Recursive Character Splitting
This is what LangChain popularized, and it’s probably the most practical approach for production systems. The idea: try to split on the largest meaningful boundary first (double newlines), then fall back to single newlines, then sentences, then words. You recurse through these separators until each chunk fits within your target size.
It’s a “best of both worlds” approach — you preserve structural boundaries when possible and only break at smaller units when you have to.
The Role of Overlap
Overlap is the secret weapon that makes chunking actually work in practice. When you set an overlap of, say, 50 tokens, each chunk repeats the last 50 tokens of the previous chunk at its start. This creates redundancy at chunk boundaries.
Why does this help? Consider a paragraph that says: “The medication should be taken with food. Failure to do so may cause nausea.” If your chunk boundary falls between those two sentences and there’s no overlap, a query about medication side effects might only retrieve the second chunk — which says “Failure to do so may cause nausea” without the critical context of what should be taken with food.
With overlap, both chunks contain the full context around that boundary. The retrieval system has a much better shot at finding the relevant information regardless of where the split happened.
A good starting point is 10–20% of your chunk size. So for 512-token chunks, try 50–100 tokens of overlap. More overlap means better boundary coverage but also more storage and slightly higher embedding costs.
How Chunk Size Affects Retrieval Quality
There’s a real tension between precision and context when choosing chunk size:
Smaller chunks (128–256 tokens) give you more precise retrieval. Each chunk covers a narrower topic, so when a query matches, it’s more likely to be genuinely relevant. But you lose surrounding context, and the LLM has to piece together information from multiple small fragments.
Larger chunks (512–1024 tokens) carry more context per retrieval hit. The LLM gets a fuller picture from each chunk, which often leads to better-grounded answers. But retrieval precision drops — a large chunk might match a query because of one sentence while the rest is irrelevant noise.

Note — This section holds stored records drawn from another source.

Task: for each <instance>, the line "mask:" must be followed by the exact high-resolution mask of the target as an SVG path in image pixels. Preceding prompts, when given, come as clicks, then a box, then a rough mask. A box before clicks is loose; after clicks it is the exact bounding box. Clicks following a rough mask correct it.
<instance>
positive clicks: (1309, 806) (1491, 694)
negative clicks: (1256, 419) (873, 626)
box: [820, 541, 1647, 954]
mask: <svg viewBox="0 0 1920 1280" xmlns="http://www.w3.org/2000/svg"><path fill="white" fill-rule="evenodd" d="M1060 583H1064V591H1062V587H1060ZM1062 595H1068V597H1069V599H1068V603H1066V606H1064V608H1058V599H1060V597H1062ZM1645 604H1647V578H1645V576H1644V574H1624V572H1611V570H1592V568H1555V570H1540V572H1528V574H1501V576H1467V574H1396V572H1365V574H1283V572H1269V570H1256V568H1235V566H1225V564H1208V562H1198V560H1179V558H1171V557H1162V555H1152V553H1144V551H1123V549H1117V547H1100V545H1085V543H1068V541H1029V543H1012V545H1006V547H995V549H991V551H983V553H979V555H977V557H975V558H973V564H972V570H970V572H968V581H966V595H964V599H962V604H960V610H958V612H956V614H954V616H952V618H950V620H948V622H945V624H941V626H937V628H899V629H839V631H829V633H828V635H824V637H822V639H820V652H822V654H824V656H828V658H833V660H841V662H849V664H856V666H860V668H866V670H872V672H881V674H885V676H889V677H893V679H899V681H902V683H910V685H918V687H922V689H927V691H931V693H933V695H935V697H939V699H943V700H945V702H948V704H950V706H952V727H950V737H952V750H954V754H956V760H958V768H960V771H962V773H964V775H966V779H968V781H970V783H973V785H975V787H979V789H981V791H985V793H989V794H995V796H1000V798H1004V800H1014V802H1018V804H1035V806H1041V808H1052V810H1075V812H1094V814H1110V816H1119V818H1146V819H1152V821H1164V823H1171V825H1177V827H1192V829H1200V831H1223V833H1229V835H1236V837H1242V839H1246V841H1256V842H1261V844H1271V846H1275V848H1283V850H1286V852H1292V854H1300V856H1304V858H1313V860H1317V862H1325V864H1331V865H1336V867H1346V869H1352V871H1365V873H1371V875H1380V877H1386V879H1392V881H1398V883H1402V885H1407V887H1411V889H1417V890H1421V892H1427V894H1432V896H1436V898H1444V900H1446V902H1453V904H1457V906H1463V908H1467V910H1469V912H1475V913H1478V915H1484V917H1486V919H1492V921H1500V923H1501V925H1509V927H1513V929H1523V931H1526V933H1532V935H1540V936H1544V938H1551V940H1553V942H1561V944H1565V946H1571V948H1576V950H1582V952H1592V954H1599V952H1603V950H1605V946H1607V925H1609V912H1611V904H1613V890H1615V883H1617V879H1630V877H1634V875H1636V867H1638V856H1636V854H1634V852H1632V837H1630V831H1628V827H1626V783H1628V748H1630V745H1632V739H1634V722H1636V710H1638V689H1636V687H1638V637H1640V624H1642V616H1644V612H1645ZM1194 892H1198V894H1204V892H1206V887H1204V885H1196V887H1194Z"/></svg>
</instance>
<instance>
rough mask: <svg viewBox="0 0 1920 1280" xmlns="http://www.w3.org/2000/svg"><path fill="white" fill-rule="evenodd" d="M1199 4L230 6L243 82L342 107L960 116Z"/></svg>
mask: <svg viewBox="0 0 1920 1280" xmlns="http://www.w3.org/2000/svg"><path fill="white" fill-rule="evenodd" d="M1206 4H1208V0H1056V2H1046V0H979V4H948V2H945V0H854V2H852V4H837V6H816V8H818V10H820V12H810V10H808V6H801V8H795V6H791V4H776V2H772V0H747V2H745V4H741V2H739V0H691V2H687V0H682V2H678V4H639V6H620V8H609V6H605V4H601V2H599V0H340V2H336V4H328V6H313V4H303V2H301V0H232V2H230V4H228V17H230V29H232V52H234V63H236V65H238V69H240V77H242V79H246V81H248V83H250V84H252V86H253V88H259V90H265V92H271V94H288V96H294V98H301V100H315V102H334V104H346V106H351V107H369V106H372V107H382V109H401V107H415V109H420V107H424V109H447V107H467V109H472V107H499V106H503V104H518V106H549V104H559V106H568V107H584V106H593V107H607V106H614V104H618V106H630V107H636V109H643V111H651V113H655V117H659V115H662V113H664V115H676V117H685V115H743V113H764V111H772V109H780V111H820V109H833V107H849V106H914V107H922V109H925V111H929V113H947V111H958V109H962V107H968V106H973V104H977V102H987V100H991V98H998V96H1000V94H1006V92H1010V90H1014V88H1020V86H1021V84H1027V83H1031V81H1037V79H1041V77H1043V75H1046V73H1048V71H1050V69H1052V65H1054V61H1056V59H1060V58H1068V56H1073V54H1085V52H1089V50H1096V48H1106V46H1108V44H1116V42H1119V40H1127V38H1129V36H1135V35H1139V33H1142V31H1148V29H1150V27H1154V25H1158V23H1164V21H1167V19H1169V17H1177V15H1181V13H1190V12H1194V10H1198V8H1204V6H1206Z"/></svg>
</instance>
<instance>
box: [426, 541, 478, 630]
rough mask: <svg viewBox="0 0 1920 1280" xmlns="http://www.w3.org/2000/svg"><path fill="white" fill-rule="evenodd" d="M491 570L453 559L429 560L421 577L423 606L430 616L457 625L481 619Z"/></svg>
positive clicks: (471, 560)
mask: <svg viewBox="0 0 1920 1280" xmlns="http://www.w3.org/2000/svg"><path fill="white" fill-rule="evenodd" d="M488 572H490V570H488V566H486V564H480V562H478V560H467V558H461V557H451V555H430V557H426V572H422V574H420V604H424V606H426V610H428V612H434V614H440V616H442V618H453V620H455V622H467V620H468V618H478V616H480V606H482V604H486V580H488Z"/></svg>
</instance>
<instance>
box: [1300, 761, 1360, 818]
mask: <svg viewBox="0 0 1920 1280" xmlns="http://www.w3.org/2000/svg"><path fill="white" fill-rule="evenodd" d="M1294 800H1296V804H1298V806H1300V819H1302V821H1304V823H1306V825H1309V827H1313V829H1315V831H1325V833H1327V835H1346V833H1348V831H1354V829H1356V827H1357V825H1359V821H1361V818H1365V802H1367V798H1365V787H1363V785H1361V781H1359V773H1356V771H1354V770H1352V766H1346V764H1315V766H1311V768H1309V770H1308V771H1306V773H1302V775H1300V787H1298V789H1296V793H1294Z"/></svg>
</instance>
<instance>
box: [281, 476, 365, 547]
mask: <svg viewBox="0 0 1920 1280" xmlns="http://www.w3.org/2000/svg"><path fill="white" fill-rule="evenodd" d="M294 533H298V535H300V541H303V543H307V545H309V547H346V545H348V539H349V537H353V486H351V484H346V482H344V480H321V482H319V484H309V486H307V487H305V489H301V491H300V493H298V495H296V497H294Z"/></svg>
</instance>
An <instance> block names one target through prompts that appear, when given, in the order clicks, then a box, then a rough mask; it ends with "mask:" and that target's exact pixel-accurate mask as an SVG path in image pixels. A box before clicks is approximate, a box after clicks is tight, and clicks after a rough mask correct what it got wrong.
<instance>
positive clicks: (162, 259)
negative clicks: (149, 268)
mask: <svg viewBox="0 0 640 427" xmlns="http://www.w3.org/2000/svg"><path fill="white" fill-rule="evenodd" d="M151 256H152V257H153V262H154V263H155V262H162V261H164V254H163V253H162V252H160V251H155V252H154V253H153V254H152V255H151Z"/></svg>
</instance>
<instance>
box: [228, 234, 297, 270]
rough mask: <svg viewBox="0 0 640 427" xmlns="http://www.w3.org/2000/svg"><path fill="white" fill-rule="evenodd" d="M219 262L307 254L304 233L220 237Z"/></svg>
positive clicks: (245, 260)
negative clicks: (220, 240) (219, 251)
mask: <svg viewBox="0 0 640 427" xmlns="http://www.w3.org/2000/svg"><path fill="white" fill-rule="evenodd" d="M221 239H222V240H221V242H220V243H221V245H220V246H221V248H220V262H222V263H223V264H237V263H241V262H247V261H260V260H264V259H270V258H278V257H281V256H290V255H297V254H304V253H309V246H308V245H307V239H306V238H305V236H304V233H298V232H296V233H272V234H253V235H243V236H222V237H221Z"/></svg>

The sweet spot depends on your data and your embedding model. Most embedding models (like OpenAI’s text-embedding-3-small or Cohere’s embed-v4) perform best with inputs in the 256–512 token range. That’s what they were trained on, and going significantly larger can degrade embedding quality.
Tips for Choosing Chunk Parameters
Here are some practical guidelines that’ve worked well in production RAG systems:
- Start with 512 tokens and 50 token overlap. It’s a solid default for most document types.
- Match your chunk size to your embedding model’s sweet spot. Check the model’s documentation for recommended input lengths.
- Use sentence-based splitting for conversational or narrative content and token-based splitting for technical documents with mixed formatting.
- Test with real queries. The best chunk size is the one that surfaces the right context for the questions your users actually ask. There’s no universal answer.
- Don’t forget metadata. Attaching source info, section headers, or page numbers to each chunk makes retrieval results far more useful downstream.
- Preview before you commit. That’s what this tool is for — paste your text, tweak the parameters, and see exactly how your chunks look before you push anything to your vector database.